Abstract

Remote sensing images contain a wealth of spatial information. Efficient scene classification is a necessary precedent step for further application. Despite the great practical value, the mainstream methods using deep convolutional neural networks (CNNs) are generally pretrained on other large datasets (such as ImageNet) and thus fail to capture the specific visual characteristics of remote sensing images. For another, it lacks the generalization ability to new tasks when training a new CNN from scratch with an existing remote sensing dataset. This article addresses the dilemma and uses multiple small-scale datasets to learn a generalized model for efficient scene classification. Since the existing datasets are heterogeneous and cannot be directly combined to train a network, a multitask learning network (MTLN) is developed. The MTLN treats each small-scale dataset as an individual task and uses complementary information contained in multiple tasks to improve generalization. Concretely, the MTLN consists of a shared branch for all tasks and multiple task-specific branches with each for one task.
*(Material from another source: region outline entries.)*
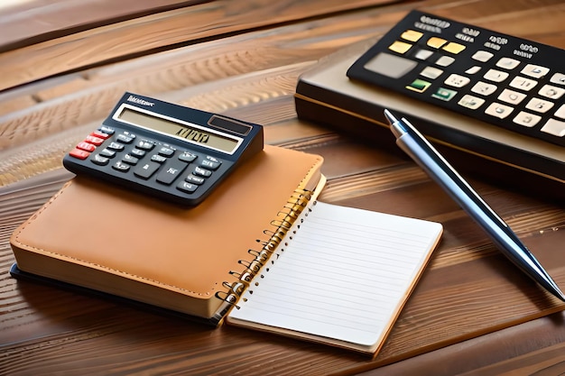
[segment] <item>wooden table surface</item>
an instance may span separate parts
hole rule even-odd
[[[3,3],[0,374],[564,373],[564,304],[517,271],[411,160],[297,118],[302,72],[413,8],[565,48],[558,0]],[[65,151],[125,91],[256,122],[267,143],[322,155],[324,201],[444,225],[375,359],[10,277],[10,234],[69,179]],[[563,204],[469,178],[565,288]]]

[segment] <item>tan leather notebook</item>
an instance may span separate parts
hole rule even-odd
[[[319,202],[321,164],[265,146],[189,209],[75,178],[14,233],[18,268],[214,325],[375,354],[442,227]]]
[[[230,271],[245,271],[321,164],[265,145],[193,208],[77,177],[16,229],[12,248],[23,271],[218,322],[217,293],[238,279]]]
The shared branch extracts shared features for all tasks to achieve information sharing among tasks. The task-specific branch distills the shared features into task-specific features toward the optimal estimation of each specific task. By jointly learning shared features and task-specific features, the MTLN maintains both generalization and discrimination abilities. Two types of MTL scenarios are explored to validate the effectiveness of the proposed method: one is to complete multiple scene classification tasks and the other is to jointly perform scene classification and semantic segmentation.